Lawyer: IRS Agents Concerned About Unspent Bond Proceeds

WASHINGTON — Internal Revenue Service agents have been raising concerns during audits about tax-exempt bond proceeds that were unspent or weren't spent in a timely manner, Orrick, Herrington & Sutcliffe tax partner Richard Chirls said Wednesday.

For example, if a seven-year-old bond issue still has a significant amount of unspent proceeds, or its proceeds were all spent but it took a while, "that's a red flag for the IRS," he said. "They're going to wonder whether the bonds were properly sized or whether they were issued earlier than is necessary."

Chirls and fellow Orrick tax partner Larry Sobel spoke during a webinar on IRS audits. The event was sponsored by Orrick and hosted by The Bond Buyer. More than 400 people listened to the webinar, and the sign-up list included issuers and borrowers, investment bankers, financial advisors, bond lawyers and about 10 IRS employees, Chirls said.

The issue of unspent or delayed spending of proceeds is coming up frequently in audits because many municipalities delayed and canceled projects due to the 2008 economic downturn. But IRS agents aren't buying the argument that deals were originally sized reasonably and that changed circumstances caused the projects to be delayed or canceled, Chirls said.

"This is a hot point where issuers and their counsel and the IRS are bumping heads, and it's a pretty touchy area," he said.

Rebecca Harrigal, the director of the IRS' tax-exempt bond office, said several months ago that TEB had completed slightly more than 1,000 audits in fiscal 2013 and found actual or potential noncompliance in about 47% of the examinations.

Most audits are random, but some are targeted. Market participants can often tell if an audit is targeted based on the language the IRS uses in its letter informing the issuer of the audit, Sobel said.

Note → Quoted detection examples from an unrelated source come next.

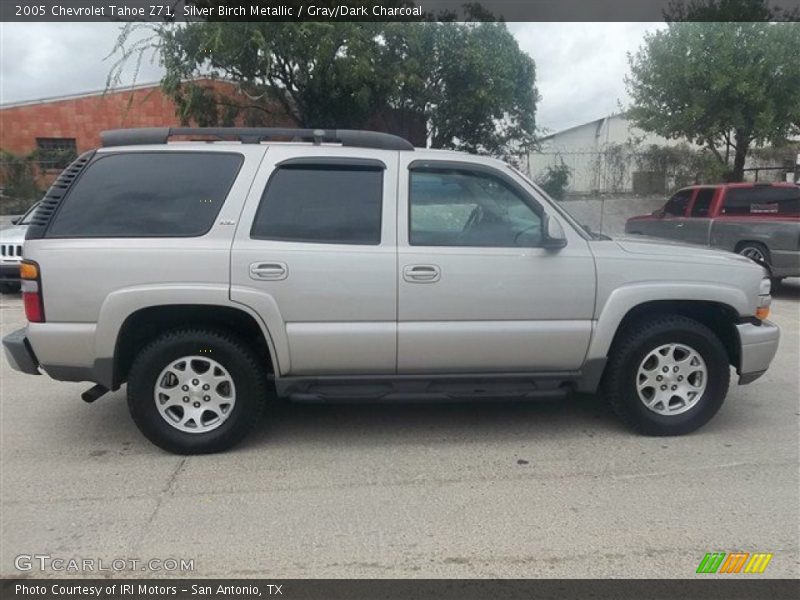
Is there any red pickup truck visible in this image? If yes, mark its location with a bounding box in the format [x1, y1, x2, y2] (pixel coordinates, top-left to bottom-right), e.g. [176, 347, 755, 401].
[625, 183, 800, 280]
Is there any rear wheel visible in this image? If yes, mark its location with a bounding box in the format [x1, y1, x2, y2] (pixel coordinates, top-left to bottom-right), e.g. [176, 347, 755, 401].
[603, 315, 730, 435]
[736, 242, 772, 269]
[128, 330, 267, 454]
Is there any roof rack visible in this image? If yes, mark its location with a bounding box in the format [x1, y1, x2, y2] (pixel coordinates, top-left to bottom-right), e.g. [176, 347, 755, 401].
[100, 127, 414, 150]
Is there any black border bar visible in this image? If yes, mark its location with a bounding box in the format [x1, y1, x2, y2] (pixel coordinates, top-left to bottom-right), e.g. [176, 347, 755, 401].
[0, 0, 800, 23]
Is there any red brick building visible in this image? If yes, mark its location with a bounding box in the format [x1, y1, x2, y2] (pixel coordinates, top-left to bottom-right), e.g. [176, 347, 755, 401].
[0, 81, 264, 164]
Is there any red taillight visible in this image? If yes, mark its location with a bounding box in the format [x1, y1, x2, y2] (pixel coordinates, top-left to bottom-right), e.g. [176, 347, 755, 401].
[19, 260, 44, 323]
[22, 292, 44, 323]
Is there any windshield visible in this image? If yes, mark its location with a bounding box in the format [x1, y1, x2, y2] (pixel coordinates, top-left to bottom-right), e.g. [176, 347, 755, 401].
[17, 202, 39, 225]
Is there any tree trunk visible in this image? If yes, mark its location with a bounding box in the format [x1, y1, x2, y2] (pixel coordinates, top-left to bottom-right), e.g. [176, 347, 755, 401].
[730, 131, 750, 183]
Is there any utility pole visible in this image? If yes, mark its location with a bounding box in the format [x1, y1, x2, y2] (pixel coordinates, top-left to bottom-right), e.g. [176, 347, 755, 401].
[794, 152, 800, 183]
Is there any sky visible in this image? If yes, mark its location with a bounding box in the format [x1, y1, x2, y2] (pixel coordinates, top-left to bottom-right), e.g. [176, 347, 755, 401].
[0, 23, 664, 133]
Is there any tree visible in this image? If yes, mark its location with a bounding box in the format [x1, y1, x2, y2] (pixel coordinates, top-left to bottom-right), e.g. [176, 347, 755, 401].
[625, 22, 800, 181]
[109, 21, 538, 156]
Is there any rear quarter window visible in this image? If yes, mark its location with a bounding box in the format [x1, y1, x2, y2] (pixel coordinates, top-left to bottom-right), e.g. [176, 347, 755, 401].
[47, 152, 244, 237]
[722, 186, 800, 216]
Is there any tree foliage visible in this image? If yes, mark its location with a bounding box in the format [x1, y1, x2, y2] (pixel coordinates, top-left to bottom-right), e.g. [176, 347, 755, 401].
[536, 157, 572, 200]
[110, 21, 538, 156]
[626, 22, 800, 181]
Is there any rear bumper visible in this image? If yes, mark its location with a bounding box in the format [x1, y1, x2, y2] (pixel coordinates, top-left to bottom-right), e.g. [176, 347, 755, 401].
[3, 327, 40, 375]
[736, 321, 781, 385]
[770, 250, 800, 277]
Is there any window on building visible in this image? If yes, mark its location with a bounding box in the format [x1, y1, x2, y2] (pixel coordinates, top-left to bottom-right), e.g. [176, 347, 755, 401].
[250, 164, 383, 245]
[691, 188, 715, 217]
[722, 186, 800, 215]
[36, 138, 78, 170]
[47, 152, 243, 237]
[409, 168, 542, 248]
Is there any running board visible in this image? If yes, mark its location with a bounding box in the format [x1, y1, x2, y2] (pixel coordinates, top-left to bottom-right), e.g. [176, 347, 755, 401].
[275, 372, 580, 403]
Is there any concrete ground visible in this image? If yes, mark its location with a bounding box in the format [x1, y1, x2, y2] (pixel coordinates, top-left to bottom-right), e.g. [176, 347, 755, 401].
[0, 280, 800, 578]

Bonds are commonly audited about five years after issuance because at that point, the first arbitrage rebate payment has been due and most of the projects being financed with the bonds have been completed and have operated for some time. However, a targeted audit may occur sooner after the bonds are issued because IRS agents may have developed an interest in the bonds after reading news articles or public records, Chirls said.

At the beginning of an audit, the IRS will send an issuer an information document request, and the questions on this form will give the issuer a sense of what the agency is examining. In audits of some types of bonds, such as advance refunding bonds and Build America Bonds, the IRS has been asking in detail about how the issue price of the bonds was established, Chirls said.

Sobel said issuers should bring on tax counsel during an audit. He's found it important for issuers and counsel to closely examine their deals and post-issuance events when an audit first starts, so that counsel can anticipate the IRS' concerns.

The two lawyers discussed when IRS audits need to be disclosed on the Municipal Securities Rulemaking Board's EMMA system.

In deciding if an audit should be disclosed, Chirls said, issuers have to look at whether the circumstances result in material information. Under Securities and Exchange Commission rule 15c2-12, an adverse tax opinion or an event affecting the tax-exempt status of a security must be disclosed, even if the dollar amount of the tax-law violation is small.

If an audit is not disclosed during its early stages, issuers and their lawyers should monitor the audit during its course in case the circumstance change and disclosure becomes necessary, Chirls said.

Sobel said that whether an audit is random or targeted plays a role in whether he decides disclosure is needed.

Generally, he doesn't think it's necessary to disclose an audit at its start if he's reasonably sure the audit is random. If an issue comes up later in the audit, he'll reevaluate whether a disclosure is warranted, he said.

If an audit is targeted, "it's quite important to get that message out," he said. In two cases where he's suspected audits were targeted, he's quoted from the IRS cover letter in the EMMA notice to give market participants a sense of what is taking place.